PRESIDENTE Capasa: «Innovazione e tradizione, noi italiani siamo imbattibili»

«Finalmente anche Milano ha un'area cool!». È il commento che il neopresidente di Camera Moda Carlo Capasa ha sentito più spesso in questi giorni da parte dei giornalisti americani e inglese, più o meno gli stessi guru della moda che di solito parlano male di Milano e delle nostre fashion week. Invece oggi si respira un'aria nuova. Sarà per il cambio ai vertici di Camera Moda, sarà per la nuova energia che si respira in città, sarà per la qualità delle collezioni viste in passerella, ma il merito va anche alla decisione di aprire Porta Nuova alla moda. Un «trasloco» di cui si parlava già da tempo. Per capire gli effetti positivi di questa decisione, basterebbe citare due dati: «Lo scorso settembre il fashion hub di Camera Moda a Palazzo Giureconsulti aveva registrato 4.200 ingressi, quest'anno gli ingressi sono 8.200», spiega Capasa. Per capire il perché di questo incremento, basta invece fare un salto nel nuovo quartiere dei grattacieli: una zona degna dei migliori skyline di New York o dei nuovi quartieri di Londra, di una bellezza da togliere il fiato.

Per questa fashion week che si è chiusa ieri, in Porta Nuova Camera Moda ha allestito il fashion hub, il suo quartier generale per addetti ai lavori all'interno del nuovo Unicredit Pavillon, una sala per sfilate e una sala per le presentazioni al The Mall sotto la Diamond Tower. «Abbiamo bilanciato la nostra presenza in questi luoghi simbolo della Milano del futuro, con la presenza in luoghi ricchi di storia, come la Sala Delle Cariatidi a Palazzo Reale: innovazione e tradizione. Se riusciamo a mettere insieme questi due assiomi noi italiani siamo davvero imbattibili», insiste il presidente.

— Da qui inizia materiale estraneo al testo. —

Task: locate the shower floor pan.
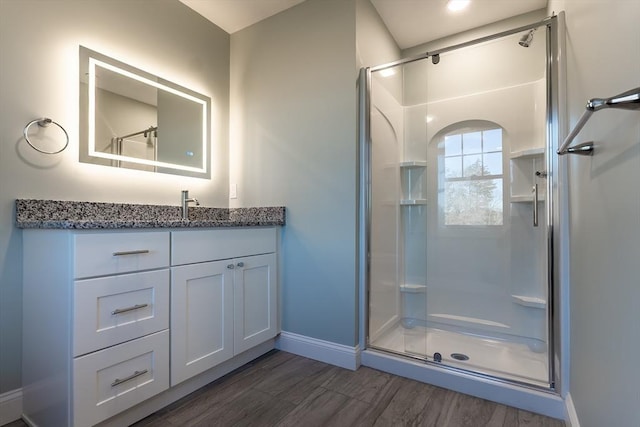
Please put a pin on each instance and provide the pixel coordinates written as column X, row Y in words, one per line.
column 498, row 358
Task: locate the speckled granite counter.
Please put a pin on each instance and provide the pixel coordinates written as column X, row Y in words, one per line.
column 92, row 215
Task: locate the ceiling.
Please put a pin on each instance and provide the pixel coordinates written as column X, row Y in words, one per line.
column 410, row 22
column 413, row 22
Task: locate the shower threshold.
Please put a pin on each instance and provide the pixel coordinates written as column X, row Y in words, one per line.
column 488, row 356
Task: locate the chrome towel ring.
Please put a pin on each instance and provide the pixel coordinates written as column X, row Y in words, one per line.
column 44, row 122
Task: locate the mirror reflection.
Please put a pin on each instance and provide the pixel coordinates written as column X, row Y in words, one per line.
column 136, row 120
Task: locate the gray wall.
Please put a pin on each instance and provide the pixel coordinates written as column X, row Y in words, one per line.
column 39, row 77
column 293, row 133
column 603, row 45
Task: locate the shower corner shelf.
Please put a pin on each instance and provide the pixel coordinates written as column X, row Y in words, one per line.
column 413, row 202
column 413, row 164
column 532, row 302
column 531, row 152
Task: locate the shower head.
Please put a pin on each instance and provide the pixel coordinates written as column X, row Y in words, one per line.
column 526, row 39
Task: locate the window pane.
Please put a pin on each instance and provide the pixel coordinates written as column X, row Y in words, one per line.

Questa non è stata solo la fashion week delle novità ma anche dell'energia positiva, a partire dal numero delle collezioni che hanno sfilato e presentato: «Lo scorso anno erano 137, ora 177: merito dell'energia che si è creata fra le persone che hanno a cuore Milano». E merito (anche) della nuova Milano. In questi giorni alle sfilate del The Mall sono passate 1.600 persone, a quelle di Palazzo Reale 3.500 (ma erano il doppio: 5 contro 11). I successi più grandi? Le sfilate come quella di Simonetta Ravizza, e La Koradior, ma anche le presentazioni dei giovani: soprattutto lo stilista portoghese Angelo Bratis, apprezzatissimo anche da guru come Suzy Menkes, e la super blogger Chiara Ferragni che domenica ha presentato la sua linea si scarpe pop. E poi i 17 nuovi brand che hanno esposto nel fashion hub: «Per i giovani, l'idea di avere le sfilate tradizionali a Palazzo Reale, e la sperimentazione a Porta Nuova, ha funzionato benissimo», spiega l'assessore alla Moda Cristina Tajani. Che prosegue: «La location sotto i grattacieli è stata molto apprezzata, e andrà affermata nel futuro».